Not every startup should go through an accelerator. And not every startup idea should be given a try. Quite frankly, not every company who thinks, actually is a startup. There are a lot of myths in the startup world, just as there’s lot of confusion about business accelerators.
Don’t go to an accelerator because of the money. Accelerators in essence are investment funds, but with a different mindset compared to VC-s and often with limited capabilities. The cash is only there to buy you some freedom. It’s about being able to focus on your product, without having to worry about bread and shelter.
Taking into consideration relocation costs and the cost of living, the runway an investment from accelerator will buy you is not more than 6 months. That automatically means you have to start thinking about raising the next round right away. And this is exactly why you should go — accelerators are there to make you investment-ready and will help you get in contact with relevant investors.
If you already know how to talk to investors, raise more capital and have your own investors lined up, be careful not to give away too much equity. The later you take in investors’ money, the cheaper it will be. Sometimes it makes sense to bootstrap your company if you have the money, skills and the connections to make it happen. I have seen very few startups, however, who don't have any shortcomings in their plans, execution or the team. Think of accelerators as the cure to those deficiencies.
Forget about applying if you're the type of person who thinks they always know the best. Coachability is one of the key factors when choosing startups to join the program. You're wasting your own and the mentor's time when you’re not open-minded about other points of view. It’s perfectly fine to build a company on your vision alone, but not with a strategic investor on board.
If you think being an entrepreneur means high salaries right from the start, delegating every task and sipping cocktails on the beach while the business takes care of itself, don't go. Accelerators will make you work harder than ever before. 3 months is a very short period to achieve anything. Unless you work hard, you will fail. For inexperienced entrepreneurs it’s often difficult to understand that investors don’t divide their time equally, but direct their energy into the highest performing startups. We can't help you, if you're not helping yourself.
People sometimes think that building startup is glamorous and easy. It’s not. Building a startup means 80h working weeks with no pay nor guaranteed success. Quite the opposite, it’s highly likely that you'll fail — about 2/3 do. Odds are against you and at times you will feel that the whole world is working against you, including your investors. If you’re not able to give up the lifestyle you're used to and fight till the bitter end, better not take the investors’ money.
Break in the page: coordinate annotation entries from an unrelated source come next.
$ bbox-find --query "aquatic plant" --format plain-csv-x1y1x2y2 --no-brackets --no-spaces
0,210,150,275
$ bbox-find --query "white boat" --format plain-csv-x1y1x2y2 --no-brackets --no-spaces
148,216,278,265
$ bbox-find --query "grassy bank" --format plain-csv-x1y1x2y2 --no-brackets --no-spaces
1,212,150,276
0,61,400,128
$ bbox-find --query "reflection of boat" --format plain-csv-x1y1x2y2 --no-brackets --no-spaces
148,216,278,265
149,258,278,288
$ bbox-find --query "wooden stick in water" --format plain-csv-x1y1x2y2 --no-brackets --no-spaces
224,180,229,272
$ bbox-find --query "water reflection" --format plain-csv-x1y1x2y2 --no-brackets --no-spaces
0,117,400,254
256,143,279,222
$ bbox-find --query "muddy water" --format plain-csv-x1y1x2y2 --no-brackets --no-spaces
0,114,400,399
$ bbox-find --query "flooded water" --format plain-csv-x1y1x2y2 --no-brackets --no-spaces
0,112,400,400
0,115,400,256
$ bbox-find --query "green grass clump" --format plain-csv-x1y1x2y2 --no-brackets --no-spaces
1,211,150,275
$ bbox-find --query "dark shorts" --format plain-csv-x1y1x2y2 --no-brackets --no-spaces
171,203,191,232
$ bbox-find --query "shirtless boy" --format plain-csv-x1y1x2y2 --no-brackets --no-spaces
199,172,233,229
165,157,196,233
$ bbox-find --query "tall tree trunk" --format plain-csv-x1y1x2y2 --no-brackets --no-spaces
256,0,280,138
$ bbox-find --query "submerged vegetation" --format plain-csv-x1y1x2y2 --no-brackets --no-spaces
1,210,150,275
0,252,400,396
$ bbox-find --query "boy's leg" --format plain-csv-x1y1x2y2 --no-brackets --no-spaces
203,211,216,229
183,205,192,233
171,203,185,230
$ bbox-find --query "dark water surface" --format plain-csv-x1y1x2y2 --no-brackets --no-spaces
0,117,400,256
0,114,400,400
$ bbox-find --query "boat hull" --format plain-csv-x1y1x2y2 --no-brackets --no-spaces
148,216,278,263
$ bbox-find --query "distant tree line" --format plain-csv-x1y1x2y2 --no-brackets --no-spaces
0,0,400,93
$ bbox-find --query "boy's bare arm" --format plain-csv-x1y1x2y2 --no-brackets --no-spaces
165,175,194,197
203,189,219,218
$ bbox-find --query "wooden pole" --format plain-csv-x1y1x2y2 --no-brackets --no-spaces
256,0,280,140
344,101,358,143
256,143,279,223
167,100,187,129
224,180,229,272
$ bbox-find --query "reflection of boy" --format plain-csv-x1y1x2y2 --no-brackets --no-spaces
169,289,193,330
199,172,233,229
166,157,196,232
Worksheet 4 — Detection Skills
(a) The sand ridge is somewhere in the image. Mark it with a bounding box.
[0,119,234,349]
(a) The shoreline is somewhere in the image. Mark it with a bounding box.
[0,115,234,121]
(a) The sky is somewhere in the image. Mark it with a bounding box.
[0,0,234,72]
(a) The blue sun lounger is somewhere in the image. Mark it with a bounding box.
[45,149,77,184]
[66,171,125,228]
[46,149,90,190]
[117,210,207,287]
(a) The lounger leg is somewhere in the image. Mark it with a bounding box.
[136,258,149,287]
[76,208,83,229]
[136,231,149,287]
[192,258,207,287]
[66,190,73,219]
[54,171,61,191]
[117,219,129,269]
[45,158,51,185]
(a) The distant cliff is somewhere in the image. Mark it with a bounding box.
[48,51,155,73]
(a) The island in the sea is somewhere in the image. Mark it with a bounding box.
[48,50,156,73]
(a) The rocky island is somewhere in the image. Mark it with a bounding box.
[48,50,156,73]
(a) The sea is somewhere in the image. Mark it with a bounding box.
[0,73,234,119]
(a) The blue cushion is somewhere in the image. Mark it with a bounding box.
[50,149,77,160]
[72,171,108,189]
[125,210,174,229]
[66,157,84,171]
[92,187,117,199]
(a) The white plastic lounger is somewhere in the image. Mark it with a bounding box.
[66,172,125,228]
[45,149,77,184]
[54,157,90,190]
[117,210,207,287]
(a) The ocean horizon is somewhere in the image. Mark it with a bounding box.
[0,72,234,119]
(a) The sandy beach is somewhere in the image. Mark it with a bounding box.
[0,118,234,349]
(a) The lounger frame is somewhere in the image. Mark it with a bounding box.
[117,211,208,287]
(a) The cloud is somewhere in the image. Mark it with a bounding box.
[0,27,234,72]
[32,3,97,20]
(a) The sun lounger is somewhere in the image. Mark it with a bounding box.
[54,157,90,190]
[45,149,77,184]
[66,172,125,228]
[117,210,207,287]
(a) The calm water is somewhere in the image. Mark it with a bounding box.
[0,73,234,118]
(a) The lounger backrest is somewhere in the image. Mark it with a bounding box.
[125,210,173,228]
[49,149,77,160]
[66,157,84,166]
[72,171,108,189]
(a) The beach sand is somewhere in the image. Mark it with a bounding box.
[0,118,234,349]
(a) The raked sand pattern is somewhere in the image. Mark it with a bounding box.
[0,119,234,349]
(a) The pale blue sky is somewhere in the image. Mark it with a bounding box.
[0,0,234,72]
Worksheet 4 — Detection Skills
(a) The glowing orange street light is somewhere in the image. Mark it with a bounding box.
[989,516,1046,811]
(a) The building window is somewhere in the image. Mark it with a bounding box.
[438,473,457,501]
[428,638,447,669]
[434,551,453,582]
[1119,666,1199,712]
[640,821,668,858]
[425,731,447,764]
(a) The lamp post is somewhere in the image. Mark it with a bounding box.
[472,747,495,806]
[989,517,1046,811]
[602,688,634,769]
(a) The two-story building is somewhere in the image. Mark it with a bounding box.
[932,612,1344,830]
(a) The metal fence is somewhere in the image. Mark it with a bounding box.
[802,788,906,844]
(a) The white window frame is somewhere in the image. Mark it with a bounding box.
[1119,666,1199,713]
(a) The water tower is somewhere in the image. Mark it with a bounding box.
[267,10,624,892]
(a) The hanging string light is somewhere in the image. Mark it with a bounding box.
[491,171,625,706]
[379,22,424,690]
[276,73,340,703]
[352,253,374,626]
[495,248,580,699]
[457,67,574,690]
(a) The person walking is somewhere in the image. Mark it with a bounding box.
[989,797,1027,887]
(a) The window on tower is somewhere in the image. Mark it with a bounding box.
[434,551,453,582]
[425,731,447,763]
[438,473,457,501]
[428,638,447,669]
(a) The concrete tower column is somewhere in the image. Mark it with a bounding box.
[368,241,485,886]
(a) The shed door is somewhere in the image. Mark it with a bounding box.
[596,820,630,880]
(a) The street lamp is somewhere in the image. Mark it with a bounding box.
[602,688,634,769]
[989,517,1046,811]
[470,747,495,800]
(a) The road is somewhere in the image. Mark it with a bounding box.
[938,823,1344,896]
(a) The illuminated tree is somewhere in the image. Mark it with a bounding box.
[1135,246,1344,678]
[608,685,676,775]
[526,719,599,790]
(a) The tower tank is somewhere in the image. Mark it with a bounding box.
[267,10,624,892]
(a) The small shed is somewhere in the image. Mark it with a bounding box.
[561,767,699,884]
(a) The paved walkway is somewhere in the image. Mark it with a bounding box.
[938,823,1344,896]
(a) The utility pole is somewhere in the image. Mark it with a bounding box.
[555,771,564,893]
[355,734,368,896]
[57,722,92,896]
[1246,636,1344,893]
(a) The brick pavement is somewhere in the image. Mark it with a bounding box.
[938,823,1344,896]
Don't go if you don't like to take on the responsibility. There’s nothing worse than wantrepreneurs burning time and money. Accelerators are not the secret source of success. Sometimes founders think it’s the end of the journey and not vice versa. Accelerating a business has the same meaning as in physics — it takes lot of energy to gather the momentum. And it goes faster when you have more power. Think of the accelerator team as your co-founders.
Do some background research through the alumni network. Taking investors’ money is like marrying somebody you just met. You'll go through thick and thin together. It usually takes 3..5 years before first investors are exiting your company, sometimes even longer. If there’s no good fit between you and the team running the accelerator, it’s a recipe for disaster.
Accelerators are not public funds giving out soft loans. You're taking somebody's hard earned cash and they expect results for it. If you're not willing to commit to your idea for a minimum of 18 months with no guarantees whatsoever other than it’s going to be hard, stay with your day job. No one can guarantee that you raise your next round. Also, we like to run on the lean principle, and put our efforts into best performing teams with biggest impact and return.
You should think twice if your favorite activity is to spend time with friends and family. In fact, you're likely to lose a few friends by choosing the life of an entrepreneur. By no means should you quit your friends and close ones but you should make it clear to them that the beginning is going to be rough and it’s going to be difficult to find time to hang out. That’s why I would suggest you apply for accelerators as far from home as it gets. Being away while together with your team makes it easier to focus and move faster. Think of it as a 3 month hackathon.
Choose an accelerator based on the mentors. Make sure these are the people who can help you reach your goals. Ask who is actually going to be working with startups and what their commitment levels are. Specialized accelerators should have mentors fitting that profile. Going to a hardware accelerator should mean you get to work with top-notch mentors from the hardware field and you should have access to prototyping tools and know-how. Don't join if you're not sure that you're getting value out of the deal.
We at Buildit are very proud to be able to work with mentors such as Scott Miller @ Dragon, Zak Homuth @ Upverter, Hardi Meybaum @ GrabCAD, Katherine Hague @ The Blueprint, only to mention few. Here’s a list of all mentors we work with at Buildit.
If you haven't got the team or you're working with somebody for the first time in your life, it’s better to postpone applying for a program. Investments at this early stage are done mainly based on the team. Being a single founder almost always means rejection, similar to having people on your team you don’t know or have never worked with before. When it gets tough, it’s good to have people around you who you can rely on.
Not being accepted to an accelerator doesn't mean you should give up your dreams. At Buildit Hardware Accelerator we often find ourselves investing into teams on the 2nd or even 3rd try. What we like teams to work on is the product-market-fit and early traction to prove that there’s a real business opportunity behind their idea.